Cyber criminals target the legal sector by monitoring emails being sent between staff and individuals. Communication is then intercepted at a crucial moment, such as when the individual is asked to send a deposit. Having intercepted the email, the cyber-criminal alters the bank details, resulting in the payment being sent to a different bank account. In this scenario, the solicitor will only become aware of the breach when the money fails to arrive days, or even weeks, later.
Utilising digital signatures or secure email platforms provides a guarantee that the documents come from a known sender, and have not been altered in transit.

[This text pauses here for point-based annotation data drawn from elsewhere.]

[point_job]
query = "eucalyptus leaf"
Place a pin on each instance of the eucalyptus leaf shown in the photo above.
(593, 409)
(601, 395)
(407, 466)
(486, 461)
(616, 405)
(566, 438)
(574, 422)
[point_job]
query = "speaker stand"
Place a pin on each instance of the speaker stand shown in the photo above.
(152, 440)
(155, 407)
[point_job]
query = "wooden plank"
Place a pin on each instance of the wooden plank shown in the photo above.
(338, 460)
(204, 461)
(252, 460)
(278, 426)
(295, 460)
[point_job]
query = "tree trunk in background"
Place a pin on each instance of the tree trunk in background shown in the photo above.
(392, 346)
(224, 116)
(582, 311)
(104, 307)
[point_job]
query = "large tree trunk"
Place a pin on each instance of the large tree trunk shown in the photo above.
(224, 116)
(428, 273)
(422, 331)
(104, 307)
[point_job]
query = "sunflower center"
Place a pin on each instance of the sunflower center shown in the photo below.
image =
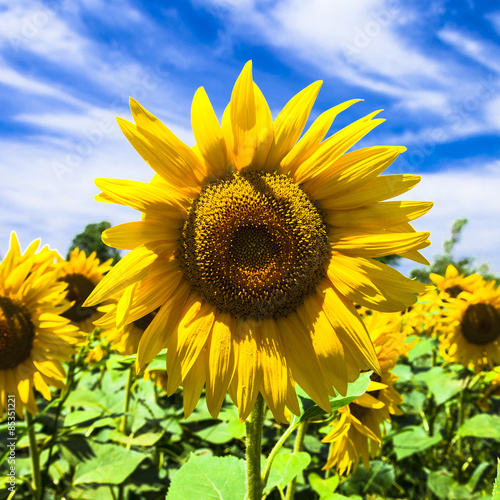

You can also utilise software to encrypt emails and attachments. Encryption offers additional protections should a breach take place, rendering the information unreadable and therefore useless to the hacker. The GDPR will require affected parties and authorities to be notified in the event of a breach within 72 hours, but provides a safe harbour if the data that is stolen has been adequately encrypted. The extent of an investigation will be greatly reduced, and the level of fine and any subsequent personal litigation will be minimal if not zero.
Sharing of passwords
Another risk arises when passwords are shared or written down. When in court during a case, it may be necessary to phone a colleague to ask for information or documents to be sent via email. You may need to provide your password for your colleague to access them. This is where 2 factor authentication can provide an additional layer of security. In addition to your password, you could be sent a code to your phone, for example, which you are also required to enter to access restricted documents. You could provide your colleague with the code, knowing that it would only be valid for use once, and that your colleague would be unable to log in again with your password without also receiving a newly generated code.
These are all simple ways to improve your firm’s security. It is essential that information security is a priority for the legal sector. Law firms that fail to plan and implement organisational protective measures expose themselves to great risk.